Sunday evening is full of farewells. We had the full crew dinner on Wednesday night with our extended Gen Con Family, current booth crew plus the people who crewed for us for ten years. I was so glad to see friends I hadn’t hugged since before the pandemic. Sunday evening was a smaller crew dinner, just the exhausted few who were staying at the hotel with us and all departing in the morning.
After the show, there were two very long days of driving. We did a lot less chattering during the drive home. And we did a lot more stopping because the four of us (Howard, me, our daughter, and son-in-law who booth crewed for us this year) all picked up Pokemon Go again. We scattered pokemon at gyms all down I-80.
After the driving there was the unpacking, and the remembering what normal life feels like, and the collapsing in a heap.
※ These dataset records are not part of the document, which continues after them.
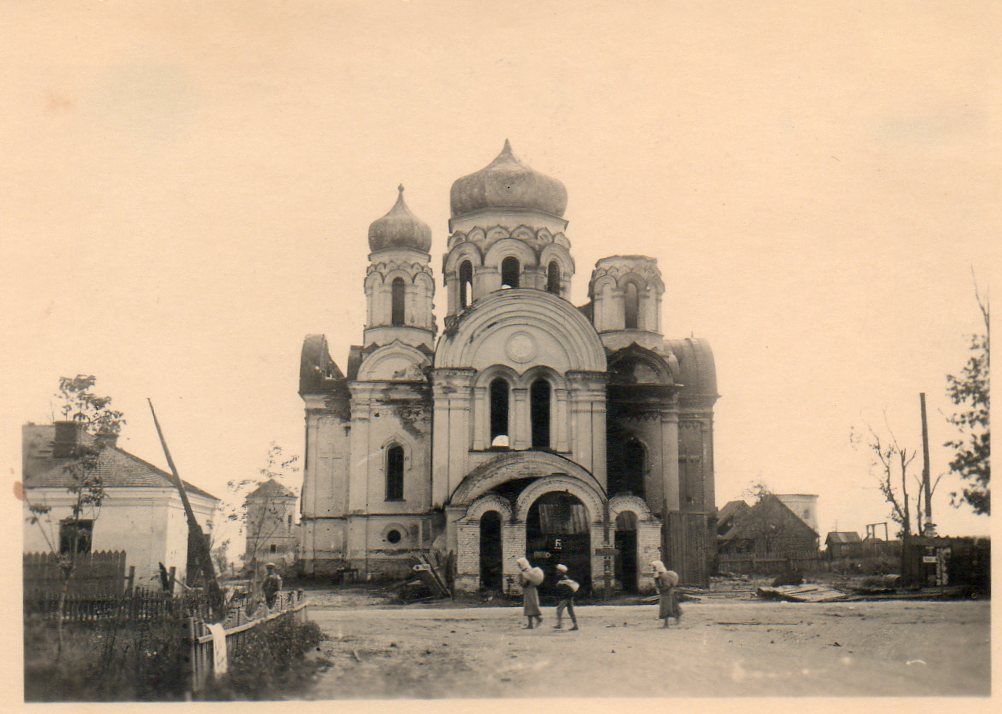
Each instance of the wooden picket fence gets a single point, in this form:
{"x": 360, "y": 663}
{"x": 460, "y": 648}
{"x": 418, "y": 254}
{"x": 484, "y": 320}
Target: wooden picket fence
{"x": 290, "y": 604}
{"x": 99, "y": 574}
{"x": 134, "y": 606}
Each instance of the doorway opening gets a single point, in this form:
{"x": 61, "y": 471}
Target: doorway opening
{"x": 625, "y": 541}
{"x": 557, "y": 531}
{"x": 491, "y": 563}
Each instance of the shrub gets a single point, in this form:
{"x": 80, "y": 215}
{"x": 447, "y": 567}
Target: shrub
{"x": 265, "y": 663}
{"x": 111, "y": 661}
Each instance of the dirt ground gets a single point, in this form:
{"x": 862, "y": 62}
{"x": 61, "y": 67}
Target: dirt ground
{"x": 723, "y": 648}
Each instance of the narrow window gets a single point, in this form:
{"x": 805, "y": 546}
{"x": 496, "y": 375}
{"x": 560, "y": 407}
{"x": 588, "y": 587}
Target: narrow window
{"x": 634, "y": 465}
{"x": 553, "y": 278}
{"x": 632, "y": 305}
{"x": 397, "y": 316}
{"x": 499, "y": 413}
{"x": 395, "y": 474}
{"x": 539, "y": 397}
{"x": 465, "y": 283}
{"x": 509, "y": 272}
{"x": 75, "y": 536}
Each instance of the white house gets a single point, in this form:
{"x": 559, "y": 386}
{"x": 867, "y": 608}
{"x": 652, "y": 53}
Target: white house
{"x": 141, "y": 513}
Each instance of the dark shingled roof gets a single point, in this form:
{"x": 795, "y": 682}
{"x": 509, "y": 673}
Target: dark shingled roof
{"x": 271, "y": 489}
{"x": 696, "y": 367}
{"x": 118, "y": 470}
{"x": 318, "y": 372}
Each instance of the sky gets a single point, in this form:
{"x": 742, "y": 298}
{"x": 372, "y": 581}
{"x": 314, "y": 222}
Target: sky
{"x": 186, "y": 190}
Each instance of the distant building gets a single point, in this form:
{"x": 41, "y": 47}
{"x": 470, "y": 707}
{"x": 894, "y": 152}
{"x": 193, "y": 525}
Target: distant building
{"x": 728, "y": 515}
{"x": 805, "y": 506}
{"x": 843, "y": 544}
{"x": 271, "y": 528}
{"x": 141, "y": 513}
{"x": 771, "y": 528}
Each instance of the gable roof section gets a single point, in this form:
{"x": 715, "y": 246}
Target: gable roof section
{"x": 843, "y": 537}
{"x": 770, "y": 509}
{"x": 117, "y": 469}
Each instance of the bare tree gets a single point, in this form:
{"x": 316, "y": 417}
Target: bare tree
{"x": 96, "y": 421}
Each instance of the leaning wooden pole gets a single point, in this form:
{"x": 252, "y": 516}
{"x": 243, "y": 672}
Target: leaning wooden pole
{"x": 215, "y": 601}
{"x": 926, "y": 482}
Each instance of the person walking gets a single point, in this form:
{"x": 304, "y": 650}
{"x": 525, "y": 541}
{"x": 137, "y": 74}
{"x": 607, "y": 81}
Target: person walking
{"x": 566, "y": 588}
{"x": 272, "y": 585}
{"x": 667, "y": 603}
{"x": 530, "y": 579}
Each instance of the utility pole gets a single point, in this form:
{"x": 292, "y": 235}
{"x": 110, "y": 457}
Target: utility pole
{"x": 928, "y": 528}
{"x": 215, "y": 601}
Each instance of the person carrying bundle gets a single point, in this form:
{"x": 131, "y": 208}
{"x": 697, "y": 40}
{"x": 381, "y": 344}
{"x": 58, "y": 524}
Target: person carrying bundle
{"x": 667, "y": 603}
{"x": 566, "y": 589}
{"x": 530, "y": 579}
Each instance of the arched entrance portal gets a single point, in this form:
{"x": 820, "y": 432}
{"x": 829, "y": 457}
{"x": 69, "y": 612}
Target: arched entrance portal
{"x": 557, "y": 531}
{"x": 491, "y": 563}
{"x": 625, "y": 541}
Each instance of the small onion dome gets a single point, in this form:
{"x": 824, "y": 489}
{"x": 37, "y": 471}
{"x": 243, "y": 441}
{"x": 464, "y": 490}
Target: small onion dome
{"x": 400, "y": 228}
{"x": 507, "y": 183}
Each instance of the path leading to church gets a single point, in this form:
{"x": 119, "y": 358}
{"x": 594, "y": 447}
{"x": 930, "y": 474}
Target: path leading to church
{"x": 721, "y": 649}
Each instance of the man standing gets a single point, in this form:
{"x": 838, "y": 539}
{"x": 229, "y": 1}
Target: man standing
{"x": 566, "y": 588}
{"x": 272, "y": 585}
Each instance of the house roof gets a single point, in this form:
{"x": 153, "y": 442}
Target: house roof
{"x": 843, "y": 537}
{"x": 271, "y": 489}
{"x": 746, "y": 524}
{"x": 730, "y": 509}
{"x": 117, "y": 469}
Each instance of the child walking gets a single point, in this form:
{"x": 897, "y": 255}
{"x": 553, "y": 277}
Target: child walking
{"x": 667, "y": 603}
{"x": 530, "y": 579}
{"x": 566, "y": 588}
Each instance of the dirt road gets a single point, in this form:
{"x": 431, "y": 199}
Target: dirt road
{"x": 721, "y": 649}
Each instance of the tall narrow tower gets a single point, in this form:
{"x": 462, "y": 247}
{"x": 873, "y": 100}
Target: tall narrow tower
{"x": 399, "y": 283}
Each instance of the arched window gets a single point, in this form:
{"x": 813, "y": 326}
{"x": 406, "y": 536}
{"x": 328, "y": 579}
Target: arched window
{"x": 632, "y": 300}
{"x": 465, "y": 283}
{"x": 509, "y": 272}
{"x": 539, "y": 400}
{"x": 395, "y": 474}
{"x": 634, "y": 464}
{"x": 397, "y": 312}
{"x": 499, "y": 413}
{"x": 553, "y": 277}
Today, a full week after the final day of the show, I am beginning to feel more normal. Just in time to dive head first into launching a Kickstarter next week.
Gen Con was lovely. I’m still sorting thoughts, making notes, doing accounting, and planning ahead because we’ll do all of this again next year.
Good writeup. Nice Brigadoon reference. I was comparing to Disney World while I was there this year, especially with the Lorcana pre-release booming at Ravensberger. As always, I enjoyed saying hello to you all. I smiled when your daughter quickly stopped giving me her Schlock introduction speech because she noticed the Schlock T-Shirt I was wearing. That’s when I got the Tagon’s Toughs ribbon from her. Back home, my friend is pleased with Massively Parallel and Schlock saying “Hi, Brian!” that Howard drew in the back.
Thank you so much for stopping by! Having long-time readers stop by our booth is a big highlight for us. And yes the Lorcana energy was pretty wild.